The blusterbuss that is Silvio Berlusconi is firing full blast and all Italy is, yet again, watching him fight his way out of his latest troubles. They include his umpteenth brush with Italy’s magistrates, a damning legal judgment that he bribed David Mills, the British lawyer, a cool $600,000 to commit perjury; divorce, for the second time, in this Catholic country – a divorce blamed by Veronica Lario, his wife, on her septuagenarian spouse’s “consorting with minors”; and his implausible friendship with a Neapolitan family remarkable only for the beauty of Noemi Letizia, their daughter.
Any one of these scandals would destroy most politicians. Even in Italy. Voters here can and do get angry. This is, after all, the country where, in the 1990s, the force of their disgust vaporised an entire political generation and dissolved both the long-dominant Christian Democrats and the Socialist party.
Yet they show no sign as yet of destroying Berlusconi. Italy is stirred, all right; he is the talk of every bar and some Italians want to see him behind bars. The normally supportive church rumbles disapprovingly. Yet his extraordinary popularity has barely been shaken, not even by the Letizia scandal.
After a bruising fortnight of daily demands for the full truth in the centre-left newspaper La Repubblica, which accuses Berlusconi of fabricating “a rosary of lies”, Dario Franceschini, leader of the opposition Democratic party, tried a knockout punch: “I ask Italians. Would you want your children to be brought up by this man?” It was Franceschini who hit the ropes.
Not only did all five Berlusconi children spring furiously to “this man’s” defence but, in a snap poll, 72% of people said they most certainly or probably would and only 20% thought not. Italians do not care to be preached at, whether by priggish priests (not known in too many parishes for sexual abstinence), by the righteous political left or by foreigners accusing them of voting for someone who is a “danger to democracy”.
So he turns up at Noemi’s 18th birthday party in a Neapolitan suburb (as he never, says his wife, turned up to his own children’s parties); so he gives the girl a £5,300 pendant (a bit much, but he can afford it); so he has more ways of saying how and when he came to know her than there are colours in a cassata ice-cream; so it’s all uncomfortably similar to other rumours about nubile “interns” at his Sardinian summer villa.
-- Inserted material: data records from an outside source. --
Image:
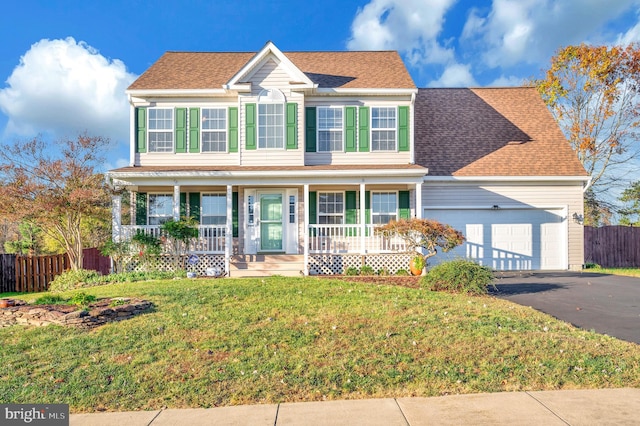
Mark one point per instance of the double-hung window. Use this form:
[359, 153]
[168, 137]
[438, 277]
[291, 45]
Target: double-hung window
[383, 128]
[384, 207]
[330, 208]
[214, 209]
[271, 119]
[160, 130]
[214, 129]
[160, 208]
[330, 126]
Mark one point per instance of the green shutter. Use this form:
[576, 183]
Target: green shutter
[233, 129]
[403, 128]
[234, 212]
[310, 129]
[313, 208]
[367, 207]
[292, 126]
[183, 204]
[194, 129]
[141, 208]
[350, 127]
[405, 204]
[181, 130]
[363, 129]
[250, 126]
[141, 130]
[194, 205]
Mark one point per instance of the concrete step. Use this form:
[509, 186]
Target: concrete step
[264, 265]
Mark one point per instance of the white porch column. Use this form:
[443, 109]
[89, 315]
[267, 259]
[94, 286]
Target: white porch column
[419, 200]
[363, 220]
[228, 236]
[116, 217]
[305, 227]
[176, 202]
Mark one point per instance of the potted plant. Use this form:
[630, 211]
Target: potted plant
[416, 264]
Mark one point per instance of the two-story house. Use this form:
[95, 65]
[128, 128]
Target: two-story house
[289, 161]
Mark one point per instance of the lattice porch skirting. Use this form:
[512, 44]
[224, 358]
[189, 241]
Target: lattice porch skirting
[330, 264]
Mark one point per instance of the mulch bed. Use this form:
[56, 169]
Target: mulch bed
[405, 281]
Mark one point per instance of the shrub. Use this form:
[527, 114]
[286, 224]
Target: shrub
[366, 270]
[70, 280]
[82, 299]
[459, 276]
[351, 270]
[50, 299]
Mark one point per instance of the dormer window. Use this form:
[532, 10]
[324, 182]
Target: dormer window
[271, 130]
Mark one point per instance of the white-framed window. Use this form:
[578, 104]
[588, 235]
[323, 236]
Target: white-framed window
[330, 125]
[271, 119]
[213, 209]
[160, 127]
[214, 129]
[330, 208]
[384, 207]
[160, 208]
[383, 128]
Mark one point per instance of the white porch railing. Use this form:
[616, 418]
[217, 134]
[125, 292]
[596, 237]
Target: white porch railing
[348, 239]
[211, 238]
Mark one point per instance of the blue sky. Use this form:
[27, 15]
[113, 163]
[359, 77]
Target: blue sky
[64, 65]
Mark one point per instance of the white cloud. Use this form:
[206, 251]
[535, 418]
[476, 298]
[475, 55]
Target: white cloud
[455, 75]
[62, 87]
[409, 26]
[530, 31]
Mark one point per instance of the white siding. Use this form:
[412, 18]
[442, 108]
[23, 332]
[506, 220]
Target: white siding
[516, 195]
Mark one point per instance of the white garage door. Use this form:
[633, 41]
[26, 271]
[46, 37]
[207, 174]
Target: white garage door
[507, 239]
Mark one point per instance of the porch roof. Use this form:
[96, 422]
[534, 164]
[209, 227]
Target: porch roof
[136, 175]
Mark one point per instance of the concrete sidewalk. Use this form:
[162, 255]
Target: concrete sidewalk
[570, 407]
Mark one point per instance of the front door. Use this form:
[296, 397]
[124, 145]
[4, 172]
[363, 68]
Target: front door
[271, 230]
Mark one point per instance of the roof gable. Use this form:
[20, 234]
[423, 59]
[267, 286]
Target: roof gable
[490, 132]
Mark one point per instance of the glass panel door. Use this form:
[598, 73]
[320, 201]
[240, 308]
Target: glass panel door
[271, 222]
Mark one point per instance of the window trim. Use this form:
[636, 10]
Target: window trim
[225, 130]
[149, 215]
[397, 211]
[333, 129]
[342, 215]
[272, 97]
[170, 131]
[372, 130]
[202, 215]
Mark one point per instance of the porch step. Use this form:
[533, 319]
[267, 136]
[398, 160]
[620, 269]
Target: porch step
[264, 265]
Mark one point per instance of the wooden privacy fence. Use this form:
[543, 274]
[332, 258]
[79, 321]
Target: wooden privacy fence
[28, 274]
[34, 273]
[612, 246]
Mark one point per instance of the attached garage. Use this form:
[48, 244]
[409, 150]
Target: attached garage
[508, 239]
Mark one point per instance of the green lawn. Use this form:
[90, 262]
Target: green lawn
[629, 272]
[245, 341]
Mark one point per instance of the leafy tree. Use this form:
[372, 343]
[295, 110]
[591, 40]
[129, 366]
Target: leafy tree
[631, 197]
[56, 187]
[592, 91]
[428, 234]
[28, 241]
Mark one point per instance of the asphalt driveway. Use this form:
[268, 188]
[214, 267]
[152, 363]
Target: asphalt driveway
[607, 304]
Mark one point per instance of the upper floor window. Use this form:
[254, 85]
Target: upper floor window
[330, 126]
[383, 128]
[271, 119]
[160, 208]
[214, 209]
[384, 207]
[160, 130]
[214, 129]
[330, 208]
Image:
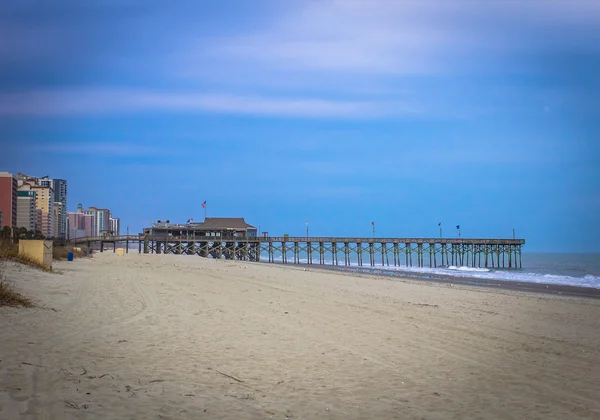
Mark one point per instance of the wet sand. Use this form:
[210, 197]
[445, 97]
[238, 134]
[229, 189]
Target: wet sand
[177, 337]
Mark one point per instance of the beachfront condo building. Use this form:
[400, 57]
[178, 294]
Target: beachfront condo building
[115, 225]
[80, 225]
[102, 220]
[59, 212]
[8, 199]
[26, 210]
[45, 203]
[59, 186]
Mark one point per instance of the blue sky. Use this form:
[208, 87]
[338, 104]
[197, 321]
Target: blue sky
[339, 113]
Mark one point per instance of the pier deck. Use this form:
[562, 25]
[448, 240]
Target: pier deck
[409, 252]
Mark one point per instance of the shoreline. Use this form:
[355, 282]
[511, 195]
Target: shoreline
[135, 336]
[527, 287]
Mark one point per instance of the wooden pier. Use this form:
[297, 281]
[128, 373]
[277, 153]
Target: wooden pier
[396, 252]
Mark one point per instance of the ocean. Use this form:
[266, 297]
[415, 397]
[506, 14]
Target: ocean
[581, 270]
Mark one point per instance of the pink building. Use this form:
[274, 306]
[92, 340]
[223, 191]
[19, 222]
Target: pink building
[8, 199]
[80, 225]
And yet: so, too, do many people believe him, as they would not other politicians, when he calls an ordinary family his friends; when he points out that he himself drew attention to the relationship by attending Noemi’s party; and when he furiously asserts that the only question anyone has the right to ask is whether he has had “a, let’s say, spicy relationship with a minor” and that the answer is “absolutely not”.
La Repubblica predicts these scandals will hit his People of Liberty party (PdL) in this week’s European elections, adding that less than 40% of the vote would be a “defeat”. Some defeat: just below 40% would still be higher than the 37.4% the PdL scored in last year’s general election, which in Italian terms was a landslide victory. The Democrats, by contrast, are expected to poll a miserable 26%-29%, worse even than last year’s 33%. And Berlusconi’s personal ratings are still well ahead of his party’s.
The fact that Berlusconi is the only politician anyone is talking about (ahead of elections that bore the Italians as much as they do the rest of us) could nudge his opponents deeper into the ditch. “Il Cavaliere” has never doubted that there is no such thing as bad publicity.
Italians do find some Berlusconi gaffes cringe-making – not so much the off-colour sexual jokes as things such as his calling Barack Obama “suntanned” or being told to pipe down by the Queen – and they do wish he were less of a loose cannon. When he paraded a bevy of TV belles as prospective MEPs, his fuming wife said they had been rolled out “to entertain the emperor”. He was quick to drop all but one. Even so, Italians had a good chuckle when he retorted that at least PdL candidates would be better looking than the “malodorous and badly dressed” opposition.
Part of Berlusconi’s secret is that he doesn’t talk down to people and he has never pretended that his feet are not made of the same clay. He may be a bit of a lecher, they say, but it may be more talk than trousers and at least he isn’t a snob. That common touch compensates for a lot. It can even be inspirational: who but Berlusconi would have responded to the earthquake in L’Aquila by announcing he would host July’s G8 summit there?
Above all, this self-made billionaire stands outside the casta, the pampered political class that Italians hold in broadly deserved contempt. They reckon he gets things done. He said he would sort out the Naples rubbish crisis and he has; he promised to abolish dwellings tax and he has; earthquake victims are seeing action, not just hearing talk. And when Berlusconi proposes cutting parliament down to 100 MPs, “Magari”, say the voters, “If only.”
“The thing foreigners don’t get about Berlusconi,” a journalist said to me the other day, “is just what jerks we’ve had to put up with.” If the economy really crashes, that would trip him. But not those feet of clay.